There was not a little disappointment at this announcement, for every one had been looking forward to a scrap before breakfast. The sun, which had just showed his upper edge above the ridge, however, revealed quite distinctly the rounded marks of the Allies on each of the 'planes.

Five minutes later the newcomers descended by rapid spirals, and, alighting on the aerodrome, taxied safely almost up to the very entrance of the sheds, and the pilots and observers alighted to report what they had discovered.

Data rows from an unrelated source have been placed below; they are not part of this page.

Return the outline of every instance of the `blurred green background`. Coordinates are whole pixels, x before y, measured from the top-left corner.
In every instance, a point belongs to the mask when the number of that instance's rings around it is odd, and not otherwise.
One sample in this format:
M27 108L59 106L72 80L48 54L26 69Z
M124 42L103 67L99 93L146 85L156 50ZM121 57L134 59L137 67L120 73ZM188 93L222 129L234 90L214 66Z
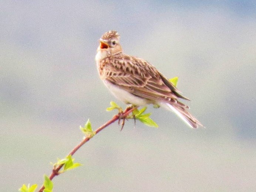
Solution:
M75 154L83 166L54 178L54 191L256 191L255 1L1 3L1 191L40 186L50 162L82 139L80 125L110 119L111 101L125 107L94 61L110 30L125 53L179 77L206 128L150 107L159 128L112 125Z

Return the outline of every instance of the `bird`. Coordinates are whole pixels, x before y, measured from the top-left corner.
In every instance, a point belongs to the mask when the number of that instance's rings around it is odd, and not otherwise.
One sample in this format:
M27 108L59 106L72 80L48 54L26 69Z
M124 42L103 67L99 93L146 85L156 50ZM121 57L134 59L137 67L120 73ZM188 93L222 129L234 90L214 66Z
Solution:
M95 60L100 77L110 92L127 104L153 104L172 111L191 128L203 126L179 100L190 101L156 68L143 59L123 53L116 31L100 38Z

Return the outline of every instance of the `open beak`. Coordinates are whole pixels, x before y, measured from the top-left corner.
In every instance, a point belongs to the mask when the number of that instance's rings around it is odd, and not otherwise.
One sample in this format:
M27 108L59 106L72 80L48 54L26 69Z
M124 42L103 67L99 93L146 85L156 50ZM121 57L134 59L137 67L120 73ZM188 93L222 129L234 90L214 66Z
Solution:
M100 40L100 47L101 49L107 49L109 47L109 46L107 42Z

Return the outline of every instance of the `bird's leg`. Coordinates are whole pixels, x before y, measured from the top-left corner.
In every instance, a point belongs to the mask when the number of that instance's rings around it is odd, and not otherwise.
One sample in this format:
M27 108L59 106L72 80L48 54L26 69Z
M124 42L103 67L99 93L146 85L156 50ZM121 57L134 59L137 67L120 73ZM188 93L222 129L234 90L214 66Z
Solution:
M121 107L119 107L118 108L118 115L119 116L119 119L118 119L118 125L120 125L120 120L121 119L121 117L122 116L122 114L124 113L123 110Z
M130 106L128 106L126 108L126 109L125 109L125 111L129 111L129 110L132 109L133 107L136 107L136 106L134 106L133 105L131 105ZM121 109L121 110L122 109ZM118 113L118 115L119 115L119 119L118 119L118 124L120 125L120 122L121 120L121 119L122 119L122 123L121 123L121 130L120 130L120 131L121 131L122 130L123 130L123 128L124 128L124 123L125 121L125 119L126 119L126 117L127 117L127 115L124 115L124 111L119 111L119 112ZM134 121L135 121L135 119L134 119Z

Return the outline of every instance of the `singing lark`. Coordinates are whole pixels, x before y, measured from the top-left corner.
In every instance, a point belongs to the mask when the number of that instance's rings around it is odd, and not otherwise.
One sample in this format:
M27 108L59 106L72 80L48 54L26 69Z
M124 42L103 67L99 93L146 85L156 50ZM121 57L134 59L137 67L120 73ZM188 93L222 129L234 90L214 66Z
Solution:
M202 124L178 100L189 100L146 61L123 53L119 35L115 31L100 40L95 57L101 79L113 94L127 104L156 104L174 111L192 128Z

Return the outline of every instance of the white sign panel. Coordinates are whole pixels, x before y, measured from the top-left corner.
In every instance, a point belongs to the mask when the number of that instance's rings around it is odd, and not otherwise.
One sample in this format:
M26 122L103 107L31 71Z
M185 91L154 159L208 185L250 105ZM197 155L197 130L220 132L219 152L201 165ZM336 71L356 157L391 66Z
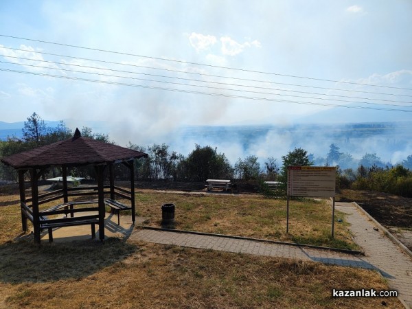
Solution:
M335 167L288 167L288 196L334 197L335 183Z

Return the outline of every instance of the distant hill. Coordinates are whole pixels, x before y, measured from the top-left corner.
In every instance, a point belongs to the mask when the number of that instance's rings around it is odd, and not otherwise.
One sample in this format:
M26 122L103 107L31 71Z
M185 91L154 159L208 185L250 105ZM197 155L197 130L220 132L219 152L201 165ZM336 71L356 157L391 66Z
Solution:
M45 120L46 126L51 128L57 126L60 122ZM0 140L4 141L8 137L16 137L21 138L23 137L22 129L24 128L24 122L0 122Z
M300 117L296 124L354 124L409 122L412 113L335 107Z

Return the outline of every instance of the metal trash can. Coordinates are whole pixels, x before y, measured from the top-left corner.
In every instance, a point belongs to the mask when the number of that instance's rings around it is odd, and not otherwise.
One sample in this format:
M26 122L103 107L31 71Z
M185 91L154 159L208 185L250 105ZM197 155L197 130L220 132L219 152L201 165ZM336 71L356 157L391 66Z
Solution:
M174 204L161 205L161 226L168 228L174 227Z

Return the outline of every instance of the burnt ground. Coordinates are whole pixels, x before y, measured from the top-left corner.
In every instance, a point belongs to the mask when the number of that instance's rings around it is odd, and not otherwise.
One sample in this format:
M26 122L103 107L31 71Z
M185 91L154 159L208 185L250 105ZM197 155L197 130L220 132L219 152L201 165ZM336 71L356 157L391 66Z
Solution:
M412 198L373 191L343 190L336 201L356 202L412 251Z

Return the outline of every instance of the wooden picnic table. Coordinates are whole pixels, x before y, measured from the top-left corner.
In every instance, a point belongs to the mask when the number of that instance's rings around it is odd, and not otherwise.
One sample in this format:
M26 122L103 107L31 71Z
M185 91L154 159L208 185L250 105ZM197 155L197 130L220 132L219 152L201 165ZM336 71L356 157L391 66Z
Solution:
M277 187L280 185L280 181L265 181L264 183L270 187Z
M207 179L206 182L207 191L211 191L214 187L222 187L225 191L227 191L231 185L230 180L228 179Z

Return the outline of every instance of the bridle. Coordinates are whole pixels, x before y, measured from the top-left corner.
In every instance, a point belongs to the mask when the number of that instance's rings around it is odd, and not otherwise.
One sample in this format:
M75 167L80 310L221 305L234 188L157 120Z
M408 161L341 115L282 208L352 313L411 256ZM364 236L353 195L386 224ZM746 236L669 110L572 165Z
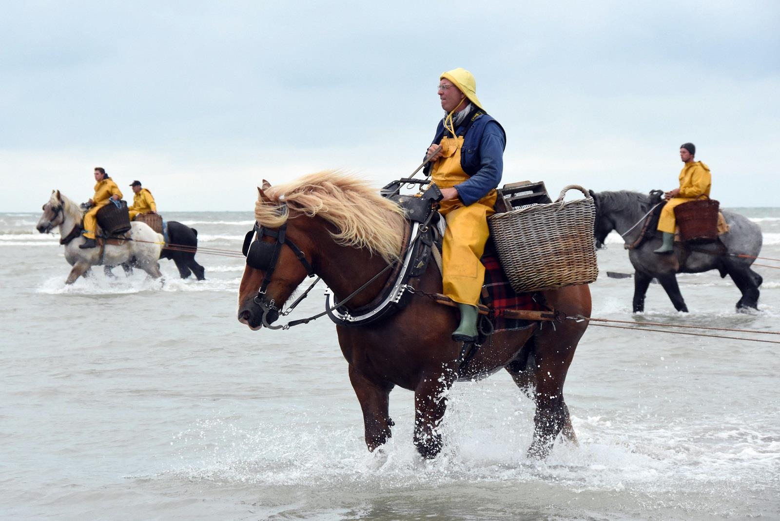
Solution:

They had been away two hours, had traversed fifty miles beyond the enemy's lines, and had picked up several night signals by a prearranged code, using the Morse flash and the Klaxon Horn. This information, which was of the utmost importance, had been collected from some of our most daring intelligence officers, who controlled a network of British spies behind the German lines.

"Well done, Graham!" exclaimed the Major commanding the Squadron, as he grasped the Flight-Commander's hand on alighting. "Did you pick up anything?"

"Yes, sir."

"Then slip off your helmet and heavy coat, and make your report at once, and–hullo, there, Johnson!"

"Sir," replied the sergeant in charge of the officers' mess, springing smartly to the salute.

"Have breakfast ready in ten minutes in the private mess. Lay covers for all the pilots."

"Yes, sir," replied Johnson, saluting once more, and clicking his heels at the "about-turn" he disappeared to introduce a little thunder amongst the early morning "fatigues" in the cook-house.

A powerful and crafty foe, whose emissaries have never been surpassed in the espionage in the world, prevents me from giving the details of the reports brought home that morning by Graham and his pilots. Let it suffice, however, to say that amongst other information collected beyond the enemy's front, by a wonderful intelligence system of our own, it had been discovered in that dark hour before the dawn, by the Morse flash and the Klaxon Horn, that three German troop trains were to leave Liege that morning at eight o'clock, and, travelling via Mauberge and Cambrai, were to reinforce the hardly pressed German troops facing the British soldiers on the Somme.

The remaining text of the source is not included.